Perhaps you have received an e-mail from a friend with a list of outrageous jury verdicts. The lists come in many flavors and with many names. Some versions are called the “Stella Awards” in “honor” of the lady who was burned by hot coffee at a McDonald’s restaurant and received a substantial jury award. Each of the verdicts on these lists involves a large jury award against an innocent party and in favor of someone who was responsible for their own injury. No reasonable person can read one of these lists without asking how can a jury do this? How can any sane, responsible juror award money for this? The answer is that they can’t and that the stories are fake.
If you are not a lawyer, these jury verdict stories may not strike you as made up. If you are a lawyer at all familiar with trials and jury verdicts, you will immediately smell a rat and for good reason. Usually the lists give very little information about the parties and where and when the trial took place, so people who are suspicious have very little to work with in trying to see if the stories are true. And, of course, many people in our society are quick to believe any e-mail they are sent, especially if it confirms opinions they already hold. Not many people take the time to fact check what they have been sent before forwarding the message to all their friends.
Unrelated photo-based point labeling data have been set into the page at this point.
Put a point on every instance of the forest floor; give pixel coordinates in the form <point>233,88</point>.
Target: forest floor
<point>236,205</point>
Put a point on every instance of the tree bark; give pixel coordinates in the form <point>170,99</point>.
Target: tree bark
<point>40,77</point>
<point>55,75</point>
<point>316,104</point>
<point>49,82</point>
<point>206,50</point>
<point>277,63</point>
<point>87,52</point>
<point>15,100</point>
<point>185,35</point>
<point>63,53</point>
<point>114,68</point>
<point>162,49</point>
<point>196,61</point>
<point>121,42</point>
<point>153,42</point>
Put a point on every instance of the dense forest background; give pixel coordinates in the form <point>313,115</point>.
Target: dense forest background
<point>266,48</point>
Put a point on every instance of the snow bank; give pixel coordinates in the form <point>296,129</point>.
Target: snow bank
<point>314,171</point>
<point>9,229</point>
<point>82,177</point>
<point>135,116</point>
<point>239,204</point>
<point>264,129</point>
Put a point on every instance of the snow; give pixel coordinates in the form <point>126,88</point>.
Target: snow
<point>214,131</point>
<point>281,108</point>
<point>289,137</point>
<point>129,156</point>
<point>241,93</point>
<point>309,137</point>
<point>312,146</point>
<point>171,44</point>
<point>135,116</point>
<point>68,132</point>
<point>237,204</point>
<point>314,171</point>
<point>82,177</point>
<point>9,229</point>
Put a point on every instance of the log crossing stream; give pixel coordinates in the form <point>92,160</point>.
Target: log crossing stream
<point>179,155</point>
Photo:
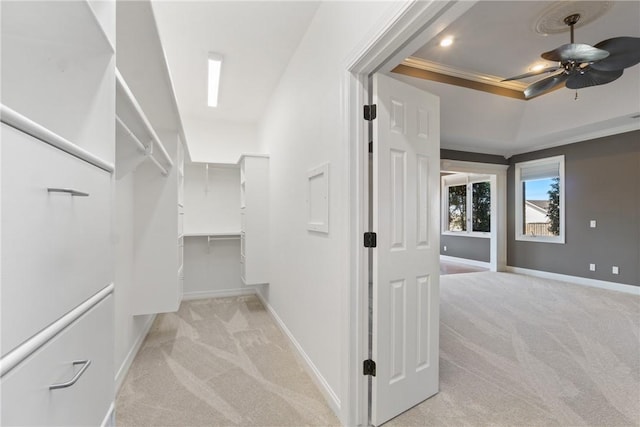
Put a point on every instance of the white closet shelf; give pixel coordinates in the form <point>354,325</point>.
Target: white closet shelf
<point>225,234</point>
<point>154,139</point>
<point>28,126</point>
Most of the time these lists don’t say who created them. A few of them give a fake law firm’s name and ask the recipient to join the firm’s crusade against frivolous lawsuits by forwarding the message to all their friends. Beware of any message that asks you to forward it to all your friends. Regardless of the subject, more often than not, these messages are false or misleading.
Even though the lists conceal their creators, the likely culprits are not hard to identify, at least in general. The obvious purpose of the lists is to poison the jury pool by leading people to believe that the courts are full of frivolous cases and that juries routinely give away too much money for no reason. Those who benefit from this type of jury attitude are folks like the business community, drug companies, doctors and hospitals, and insurance companies that have to pay judgments when a jury awards money. Certainly not all of these folks have a hand in creating these lists but someone on their side does and the jury attitudes these lists create or reinforce benefit them.
I suppose that in times like this it should not be surprising that someone will use the power of the internet to spread lies with the goal of subverting our jury system. It is still disappointing, however. If you get one of these lists, be skeptical. Don’t believe it or forward it without fact checking it first.